Schadenfreude ist die schönste Freude: Zum Jahresende präsentiert Oliver Kalkofe (48) in "Zapping - Die Show" (30.12., 20.15 Uhr, Sky Cinema) die schönsten TV-Missgeschicke des Jahres. Der schwergewichtige Niedersachse, dessen Parodien von Florian Silbereisen & Co. längst als Ritterschlag empfunden werden, zeigt die amüsantesten Fehltritte seiner TV-Kollegen. Wir sprachen mit Kalkofe über seine persönlichen Sehgewohnheiten.

Bissige Fernsehsatire von Oliver Kalkofe: "Kalkofes Mattscheibe - Rekalked" gibts hier auf DVD

Was ist Ihre prägendste TV-Erinnerung?

Kalkofe: Als ich "Die bezaubernde Jeannie" das erste Mal in Farbe gesehen habe. In einer Zeit, in der es nur zweieinhalb TV-Sender gab, war das wirklich berauschend. Ich wuchs in einer Reihenhaussiedlung in der Nähe von Hannover auf, und das Spannendste was es dort gab war das Fernsehprogramm. Der Fernseher war über lange Zeit mein bester Freund, bis ich den Videorekorder kennenlernte. Damit war ich der Held in der Schule, weil wir uns am Nachmittag immer bei mir zum Videoschauen trafen.

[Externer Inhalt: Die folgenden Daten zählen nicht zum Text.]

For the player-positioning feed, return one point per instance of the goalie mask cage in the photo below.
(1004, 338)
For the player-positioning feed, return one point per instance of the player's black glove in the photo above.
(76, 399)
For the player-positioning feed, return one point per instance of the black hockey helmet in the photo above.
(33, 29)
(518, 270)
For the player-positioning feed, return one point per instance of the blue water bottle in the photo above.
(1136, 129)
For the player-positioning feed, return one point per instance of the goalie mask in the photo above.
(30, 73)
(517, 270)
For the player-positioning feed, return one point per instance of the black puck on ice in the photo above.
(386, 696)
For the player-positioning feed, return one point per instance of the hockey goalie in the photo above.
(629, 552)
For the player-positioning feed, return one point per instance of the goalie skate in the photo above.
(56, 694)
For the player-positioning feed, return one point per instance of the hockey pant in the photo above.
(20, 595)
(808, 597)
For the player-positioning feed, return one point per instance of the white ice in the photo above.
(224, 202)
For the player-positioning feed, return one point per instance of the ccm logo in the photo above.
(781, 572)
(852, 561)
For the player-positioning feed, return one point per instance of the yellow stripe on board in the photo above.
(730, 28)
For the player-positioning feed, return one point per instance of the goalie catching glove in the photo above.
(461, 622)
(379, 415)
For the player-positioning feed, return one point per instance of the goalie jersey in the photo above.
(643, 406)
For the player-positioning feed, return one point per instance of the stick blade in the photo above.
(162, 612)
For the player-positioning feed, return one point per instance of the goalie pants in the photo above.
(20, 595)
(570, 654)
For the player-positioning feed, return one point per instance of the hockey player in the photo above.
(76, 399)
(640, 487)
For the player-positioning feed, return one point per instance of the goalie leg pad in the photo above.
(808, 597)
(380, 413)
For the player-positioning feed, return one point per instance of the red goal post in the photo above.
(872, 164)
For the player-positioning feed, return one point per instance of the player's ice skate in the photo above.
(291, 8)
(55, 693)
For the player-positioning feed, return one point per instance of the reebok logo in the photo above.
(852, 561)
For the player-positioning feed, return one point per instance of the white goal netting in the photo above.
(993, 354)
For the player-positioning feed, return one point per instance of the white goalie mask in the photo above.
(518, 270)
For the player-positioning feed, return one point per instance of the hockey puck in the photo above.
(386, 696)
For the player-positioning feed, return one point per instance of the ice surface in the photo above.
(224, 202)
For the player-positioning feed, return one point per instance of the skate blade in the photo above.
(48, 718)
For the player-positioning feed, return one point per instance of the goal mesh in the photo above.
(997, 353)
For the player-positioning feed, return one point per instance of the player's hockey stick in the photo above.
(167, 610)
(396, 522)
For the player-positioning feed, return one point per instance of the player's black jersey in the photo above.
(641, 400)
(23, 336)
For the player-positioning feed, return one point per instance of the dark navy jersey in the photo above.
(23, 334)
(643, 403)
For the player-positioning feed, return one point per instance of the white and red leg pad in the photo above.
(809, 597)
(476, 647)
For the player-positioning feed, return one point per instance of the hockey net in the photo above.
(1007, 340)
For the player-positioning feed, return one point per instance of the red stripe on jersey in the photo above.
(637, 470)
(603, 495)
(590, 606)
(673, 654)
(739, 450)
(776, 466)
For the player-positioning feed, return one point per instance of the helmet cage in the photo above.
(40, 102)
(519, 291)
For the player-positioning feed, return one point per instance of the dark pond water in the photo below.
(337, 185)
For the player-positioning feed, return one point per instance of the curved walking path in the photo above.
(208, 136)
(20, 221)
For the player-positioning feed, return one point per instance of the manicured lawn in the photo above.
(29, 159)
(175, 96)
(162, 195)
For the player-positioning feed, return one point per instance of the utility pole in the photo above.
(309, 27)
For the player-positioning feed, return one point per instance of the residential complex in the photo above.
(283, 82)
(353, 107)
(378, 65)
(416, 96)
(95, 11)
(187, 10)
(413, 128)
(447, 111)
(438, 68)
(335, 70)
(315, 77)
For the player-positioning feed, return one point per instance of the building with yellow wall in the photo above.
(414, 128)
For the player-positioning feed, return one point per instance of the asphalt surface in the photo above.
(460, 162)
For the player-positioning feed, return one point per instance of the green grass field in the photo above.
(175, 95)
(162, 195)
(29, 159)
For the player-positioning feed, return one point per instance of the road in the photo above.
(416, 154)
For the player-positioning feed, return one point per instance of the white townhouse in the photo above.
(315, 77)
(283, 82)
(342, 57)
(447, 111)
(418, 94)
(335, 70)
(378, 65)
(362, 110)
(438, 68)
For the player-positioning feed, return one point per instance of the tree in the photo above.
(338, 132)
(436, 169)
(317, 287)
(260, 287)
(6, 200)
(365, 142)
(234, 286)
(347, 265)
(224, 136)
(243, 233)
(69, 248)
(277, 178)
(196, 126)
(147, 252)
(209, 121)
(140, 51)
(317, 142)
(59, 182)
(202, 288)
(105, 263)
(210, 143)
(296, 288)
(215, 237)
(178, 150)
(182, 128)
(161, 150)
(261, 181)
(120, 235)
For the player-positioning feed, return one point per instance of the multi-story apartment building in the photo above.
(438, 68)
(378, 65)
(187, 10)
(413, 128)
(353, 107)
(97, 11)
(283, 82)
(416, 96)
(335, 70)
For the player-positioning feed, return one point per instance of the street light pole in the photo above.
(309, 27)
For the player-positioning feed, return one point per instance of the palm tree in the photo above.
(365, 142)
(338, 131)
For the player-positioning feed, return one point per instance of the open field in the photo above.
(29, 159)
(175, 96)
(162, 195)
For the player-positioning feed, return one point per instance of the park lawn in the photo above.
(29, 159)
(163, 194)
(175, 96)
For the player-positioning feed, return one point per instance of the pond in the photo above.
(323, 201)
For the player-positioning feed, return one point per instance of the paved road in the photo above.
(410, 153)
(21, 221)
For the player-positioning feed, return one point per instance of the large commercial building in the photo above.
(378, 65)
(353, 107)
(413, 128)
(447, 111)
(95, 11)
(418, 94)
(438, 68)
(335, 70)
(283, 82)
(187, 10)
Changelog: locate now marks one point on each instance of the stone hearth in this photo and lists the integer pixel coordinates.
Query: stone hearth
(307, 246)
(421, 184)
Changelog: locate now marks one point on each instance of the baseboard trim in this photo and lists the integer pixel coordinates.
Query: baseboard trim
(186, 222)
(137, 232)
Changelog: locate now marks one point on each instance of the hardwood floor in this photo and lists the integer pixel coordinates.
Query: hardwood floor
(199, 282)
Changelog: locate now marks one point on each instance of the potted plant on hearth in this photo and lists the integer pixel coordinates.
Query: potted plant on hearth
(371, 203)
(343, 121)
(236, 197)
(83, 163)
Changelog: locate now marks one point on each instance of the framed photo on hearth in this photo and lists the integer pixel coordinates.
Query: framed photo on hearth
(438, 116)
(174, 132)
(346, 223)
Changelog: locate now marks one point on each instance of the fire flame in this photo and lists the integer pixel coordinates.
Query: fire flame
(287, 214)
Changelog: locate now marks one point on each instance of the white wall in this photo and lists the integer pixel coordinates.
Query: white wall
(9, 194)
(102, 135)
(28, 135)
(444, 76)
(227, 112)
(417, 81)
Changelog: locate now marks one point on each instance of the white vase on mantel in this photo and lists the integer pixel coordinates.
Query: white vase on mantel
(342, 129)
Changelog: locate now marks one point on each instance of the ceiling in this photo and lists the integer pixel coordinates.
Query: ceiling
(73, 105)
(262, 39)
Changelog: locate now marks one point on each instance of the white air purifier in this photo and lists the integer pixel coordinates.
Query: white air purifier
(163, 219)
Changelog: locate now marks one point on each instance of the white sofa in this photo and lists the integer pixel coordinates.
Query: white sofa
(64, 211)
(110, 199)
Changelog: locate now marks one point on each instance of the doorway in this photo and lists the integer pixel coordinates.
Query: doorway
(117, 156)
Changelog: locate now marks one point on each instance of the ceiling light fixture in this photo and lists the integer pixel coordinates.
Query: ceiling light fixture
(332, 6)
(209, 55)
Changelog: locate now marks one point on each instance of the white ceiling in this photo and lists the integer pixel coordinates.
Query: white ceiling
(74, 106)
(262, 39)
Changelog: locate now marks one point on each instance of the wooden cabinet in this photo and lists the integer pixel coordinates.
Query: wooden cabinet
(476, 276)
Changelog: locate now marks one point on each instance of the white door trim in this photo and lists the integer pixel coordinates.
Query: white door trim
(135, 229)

Andere Kinder spielen Fußball.

Kalkofe: Das war nie mein Ding, Sport und ich sind nie wirklich Freunde geworden. Ich schaue nicht mal im TV Sport, weil ich es unfair fände, von der Couch aus die Leistungen der anderen zu beurteilen. Ich schaue generell nicht viel konventionelles Fernsehen. Ich mag Serien wie "Breaking Bad", "Walking Dead" oder "Boardwalk Empire". Das sind komplex erzählte Geschichten, bei denen man sich was traut, was es im deutschen TV nicht gibt.

Ist Ihre Figur dem Chips-Konsum auf der Couch zuzuschreiben?

Kalkofe: Ich bin so geboren, ich muss Essen nur anschauen und ich gehe auf wie ein Hefekloß. Jeder Mensch braucht ein Manko, meins ist meine Wampe. Mein Leben ist eine einzige Dauer-Diät und trotzdem schmilzt da nichts weg. Andere Körper verbrennen bei Stress, meiner sammelt Fett an für schlechte Zeiten und kapiert nicht, dass da schon genug Reserven für eine Hungerkatastrophe vorhanden sind. Ich habe einen blöden Körper!

Ihre persönliche Lieblings-Panne bei "Zapping"?

Kalkofe: Nach über 6.000 Nummern kann ich das nicht sagen. Aber generell gilt: Desto ernster es gemeint ist, desto höher ist die Fallhöhe! Toll finde ich zum Beispiel, wenn sich irgendein staubtrockener Wissenschaftler verspricht. Bei dem ist das viel komischer, als bei der Wetterfee von RTL.

Bei was zappen Sie niemals weg?

Kalkofe: Bei "Wer wird Millionär?"! Das ist eine entspannte ehrliche Sendung, die niemandem wehtut. Das läuft bei uns Zuhause parallel zum Abendbrot. Die anderen Vorführ-Formate des Senders finde ich peinlich und oft auch viel zu böse.

Über die muss sich doch Ihr Parodisten-Herz freuen.

Kalkofe: Nein, die nutzen mir nichts, da die sich ja alle selber demontieren. Mein größter Fundus findet sich derzeit auf Astro TV. Das ist ein Füllhorn an Wahnsinn, wie man ihn sonst kaum findet. Brigitte aus der Sternenmitte - da trifft Irrsinn auf Beschiss. Herrlich!

Wie albern ist der private Kalkofe?

Kalkofe: Privat bin ich eher ein langweiliger Typ. Ich nehme nicht das ganze Leben als Bühne, sondern übe einfach einen Beruf aus, der mir im Blut liegt, weil ich schon immer gern Leute zum Lachen gebracht habe. Das kann ich einfach besser als Fußballspielen.